Your body is composed of millions of different types of cells, each containing a myriad of specific proteins. Our knowledge of how these proteins respond when cells are exposed to a chemical (through ingestion, inhalation, exposure on your skin, etc.) and why they respond the way they do is incomplete—especially for certain groups of chemicals or novel compounds. It would be very useful to screen for any adverse effects on human cells with the aid of artificial intelligence, to prevent any rounds of animal testing, with their significant humane implications and high costs.
My work revolves around studying certain proteins called transcription factors which control much of how our cells work. I analyze differences in behavior of these transcription factors in different in vitro conditions, performing data analysis on a computing cluster. This leads us to many questions. Can we figure out the mechanisms behind the observed changes? Are these regulatory proteins binding to places of your chromosomes that enhance gene expression in a different manner, or altering the 3D shape of your chromosomes? Do these observations translate to particular systemic reactions at the organ level?
My goal is to connect what we already know from molecular biology and biochemistry, and use the experimental results to generate hypotheses about the biological mechanisms that caused such changes. I envision using this tool to study human exposure to a new drug or chemical without the need for animal assays.
Have you ever wondered what you were made of, and how different parts of your body can do different things? Each part of our bodies is made of a different set of building blocks, and I tried to figure out what sets were used where. I took tiny pieces of skin, brain, or other body parts, and broke down the tiny walls that held them together to let out all these building blocks. Then, I put what was left on a machine that sorted them and broke them into even smaller pieces. The machine’s computer showed me how big the pieces were and what they look like when broken. By doing this, we found out which building blocks were used to make your body parts work, and we saw how they looked when you get sick and your body isn’t working right.
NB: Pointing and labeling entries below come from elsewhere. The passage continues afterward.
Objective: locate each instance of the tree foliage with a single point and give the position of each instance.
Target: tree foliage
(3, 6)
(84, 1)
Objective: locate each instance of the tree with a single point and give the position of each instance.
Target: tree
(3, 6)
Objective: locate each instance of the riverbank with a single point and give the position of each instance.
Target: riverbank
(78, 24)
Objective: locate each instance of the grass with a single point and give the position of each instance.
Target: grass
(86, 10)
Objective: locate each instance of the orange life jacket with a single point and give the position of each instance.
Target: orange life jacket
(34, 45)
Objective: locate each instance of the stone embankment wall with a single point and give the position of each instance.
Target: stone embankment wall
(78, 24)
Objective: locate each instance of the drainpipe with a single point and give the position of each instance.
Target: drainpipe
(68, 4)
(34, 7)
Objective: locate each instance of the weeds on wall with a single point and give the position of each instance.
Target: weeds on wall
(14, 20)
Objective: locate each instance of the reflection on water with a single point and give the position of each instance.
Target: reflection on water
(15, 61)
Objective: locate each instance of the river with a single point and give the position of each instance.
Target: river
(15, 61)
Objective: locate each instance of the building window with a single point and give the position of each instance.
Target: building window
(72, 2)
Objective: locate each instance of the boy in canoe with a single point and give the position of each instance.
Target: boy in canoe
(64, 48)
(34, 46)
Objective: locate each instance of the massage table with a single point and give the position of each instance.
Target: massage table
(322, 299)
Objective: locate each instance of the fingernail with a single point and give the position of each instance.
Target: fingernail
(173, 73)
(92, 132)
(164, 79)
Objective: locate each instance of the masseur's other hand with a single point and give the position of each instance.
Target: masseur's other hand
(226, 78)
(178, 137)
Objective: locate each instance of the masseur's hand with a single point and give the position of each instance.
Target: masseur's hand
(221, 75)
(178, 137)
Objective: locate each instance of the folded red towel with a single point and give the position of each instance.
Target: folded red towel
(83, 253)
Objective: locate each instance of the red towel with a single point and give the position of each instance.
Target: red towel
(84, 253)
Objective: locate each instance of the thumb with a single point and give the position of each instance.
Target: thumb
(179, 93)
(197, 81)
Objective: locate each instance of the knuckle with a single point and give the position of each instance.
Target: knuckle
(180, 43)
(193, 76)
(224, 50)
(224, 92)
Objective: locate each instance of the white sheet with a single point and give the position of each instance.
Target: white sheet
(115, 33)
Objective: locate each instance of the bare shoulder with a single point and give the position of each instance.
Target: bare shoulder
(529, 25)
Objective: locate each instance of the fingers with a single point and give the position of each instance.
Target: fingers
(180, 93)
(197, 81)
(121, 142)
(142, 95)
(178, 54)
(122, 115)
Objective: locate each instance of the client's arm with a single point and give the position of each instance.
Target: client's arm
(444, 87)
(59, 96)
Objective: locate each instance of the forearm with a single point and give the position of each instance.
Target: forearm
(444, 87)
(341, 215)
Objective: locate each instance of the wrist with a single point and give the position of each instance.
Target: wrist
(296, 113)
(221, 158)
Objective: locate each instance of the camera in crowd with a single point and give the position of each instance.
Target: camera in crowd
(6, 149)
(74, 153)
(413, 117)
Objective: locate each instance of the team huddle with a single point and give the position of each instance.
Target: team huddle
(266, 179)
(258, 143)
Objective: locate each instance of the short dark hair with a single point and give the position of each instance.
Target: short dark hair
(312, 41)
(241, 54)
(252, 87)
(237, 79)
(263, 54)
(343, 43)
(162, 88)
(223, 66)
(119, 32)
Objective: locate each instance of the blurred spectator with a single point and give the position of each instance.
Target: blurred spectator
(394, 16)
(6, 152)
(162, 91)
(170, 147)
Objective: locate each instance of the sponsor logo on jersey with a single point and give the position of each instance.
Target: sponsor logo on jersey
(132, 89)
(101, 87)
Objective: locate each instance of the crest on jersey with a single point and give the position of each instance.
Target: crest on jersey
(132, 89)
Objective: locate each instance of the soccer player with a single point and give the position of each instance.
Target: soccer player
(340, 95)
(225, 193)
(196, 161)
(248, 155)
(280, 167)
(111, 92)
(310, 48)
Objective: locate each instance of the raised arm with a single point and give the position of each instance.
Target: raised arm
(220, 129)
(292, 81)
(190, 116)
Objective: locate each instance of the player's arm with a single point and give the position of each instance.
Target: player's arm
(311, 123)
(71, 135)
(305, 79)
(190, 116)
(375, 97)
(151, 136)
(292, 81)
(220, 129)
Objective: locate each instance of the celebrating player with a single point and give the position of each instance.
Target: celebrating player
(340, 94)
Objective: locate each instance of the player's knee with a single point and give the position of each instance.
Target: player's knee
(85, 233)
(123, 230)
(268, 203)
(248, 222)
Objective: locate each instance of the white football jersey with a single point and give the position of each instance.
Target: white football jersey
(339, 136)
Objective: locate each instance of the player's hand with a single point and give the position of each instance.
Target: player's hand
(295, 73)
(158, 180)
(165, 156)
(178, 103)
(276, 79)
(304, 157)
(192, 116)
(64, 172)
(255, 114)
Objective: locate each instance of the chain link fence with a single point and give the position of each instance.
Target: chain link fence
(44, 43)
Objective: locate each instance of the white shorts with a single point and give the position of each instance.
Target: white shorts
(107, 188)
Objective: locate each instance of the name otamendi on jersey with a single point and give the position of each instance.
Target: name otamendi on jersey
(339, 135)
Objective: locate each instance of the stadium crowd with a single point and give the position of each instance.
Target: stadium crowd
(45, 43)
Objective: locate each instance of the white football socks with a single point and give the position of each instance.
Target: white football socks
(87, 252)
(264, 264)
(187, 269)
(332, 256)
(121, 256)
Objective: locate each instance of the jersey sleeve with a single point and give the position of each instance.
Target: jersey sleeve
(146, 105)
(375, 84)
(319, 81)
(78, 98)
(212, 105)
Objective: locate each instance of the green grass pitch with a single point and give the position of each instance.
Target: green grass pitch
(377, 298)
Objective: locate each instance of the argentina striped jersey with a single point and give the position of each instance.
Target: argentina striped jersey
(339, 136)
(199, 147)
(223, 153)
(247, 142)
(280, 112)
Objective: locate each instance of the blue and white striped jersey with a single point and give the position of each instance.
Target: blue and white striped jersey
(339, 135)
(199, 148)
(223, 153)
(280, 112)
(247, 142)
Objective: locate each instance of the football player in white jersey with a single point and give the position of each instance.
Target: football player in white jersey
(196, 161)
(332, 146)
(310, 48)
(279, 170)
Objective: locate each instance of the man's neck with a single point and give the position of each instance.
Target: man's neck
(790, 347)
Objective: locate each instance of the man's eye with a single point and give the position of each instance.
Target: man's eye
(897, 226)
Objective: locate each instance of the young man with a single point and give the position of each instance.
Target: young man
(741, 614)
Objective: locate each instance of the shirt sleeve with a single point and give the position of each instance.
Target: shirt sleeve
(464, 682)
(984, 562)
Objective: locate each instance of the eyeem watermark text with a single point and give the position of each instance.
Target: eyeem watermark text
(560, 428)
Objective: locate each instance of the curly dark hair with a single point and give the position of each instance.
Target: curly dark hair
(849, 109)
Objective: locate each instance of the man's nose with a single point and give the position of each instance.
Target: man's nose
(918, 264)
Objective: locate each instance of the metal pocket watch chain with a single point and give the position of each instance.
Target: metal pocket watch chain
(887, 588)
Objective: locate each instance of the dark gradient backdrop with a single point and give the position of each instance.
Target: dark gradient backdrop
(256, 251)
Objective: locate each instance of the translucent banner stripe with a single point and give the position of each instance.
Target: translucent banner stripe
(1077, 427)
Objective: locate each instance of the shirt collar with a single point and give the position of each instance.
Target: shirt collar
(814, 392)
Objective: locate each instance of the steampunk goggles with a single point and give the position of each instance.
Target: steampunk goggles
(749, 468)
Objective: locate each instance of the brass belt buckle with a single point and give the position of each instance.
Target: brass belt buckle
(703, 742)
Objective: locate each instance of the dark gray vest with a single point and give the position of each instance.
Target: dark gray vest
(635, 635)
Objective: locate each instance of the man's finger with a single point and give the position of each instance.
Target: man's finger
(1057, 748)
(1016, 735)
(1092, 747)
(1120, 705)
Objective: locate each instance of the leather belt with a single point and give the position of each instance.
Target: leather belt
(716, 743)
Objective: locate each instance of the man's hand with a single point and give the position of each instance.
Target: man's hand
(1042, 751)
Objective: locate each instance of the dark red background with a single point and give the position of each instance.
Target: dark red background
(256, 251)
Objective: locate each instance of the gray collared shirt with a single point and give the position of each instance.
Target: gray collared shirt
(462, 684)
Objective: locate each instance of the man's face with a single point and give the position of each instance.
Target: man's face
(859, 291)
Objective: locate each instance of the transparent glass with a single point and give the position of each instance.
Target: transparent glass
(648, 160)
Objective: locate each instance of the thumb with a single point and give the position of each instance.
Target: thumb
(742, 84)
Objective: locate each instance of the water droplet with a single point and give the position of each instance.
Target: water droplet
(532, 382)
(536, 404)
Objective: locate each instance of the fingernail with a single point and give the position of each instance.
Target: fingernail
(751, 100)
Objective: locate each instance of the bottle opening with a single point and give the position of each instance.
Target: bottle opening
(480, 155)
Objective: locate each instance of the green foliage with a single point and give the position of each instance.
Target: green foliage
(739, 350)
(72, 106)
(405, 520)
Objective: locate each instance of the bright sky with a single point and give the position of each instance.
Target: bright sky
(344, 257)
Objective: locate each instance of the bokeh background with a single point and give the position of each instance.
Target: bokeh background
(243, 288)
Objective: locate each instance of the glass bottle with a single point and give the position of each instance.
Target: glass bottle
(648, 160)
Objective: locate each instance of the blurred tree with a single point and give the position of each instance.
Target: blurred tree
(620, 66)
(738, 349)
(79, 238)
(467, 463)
We did this because you can’t fix something if you don’t know what it’s made out of or how it’s put together.
Knowing which proteins are active within different tissues and cellular compartments is essential to understanding what drives different biological processes and pathologies. For two years after college, I worked in a department that used state-of-the-art mass spectrometry to study the proteins active in breast cancer cells, how the proteome of the inner ear changed with noise-induced hearing loss, and many other questions. We lysed the cells and used trypsin, a digestive enzyme, to cleave the proteins into peptides. These peptides were then put onto a high pressure liquid chromatography system, which sorted them by hydrophobicity and fed the peptides onto a mass spectrometer. We used the mass spectrometer to scan the peptide mass and charge before breaking the peptides one more time and scanning the fragments. Ultimately, we would search a database for known peptides that matched our mass-to-charge ratio measurements. By identifying proteins that were involved in cancer, or hearing loss, or any other pathology, we could uncover targets for more effective diagnosis and treatment of these issues.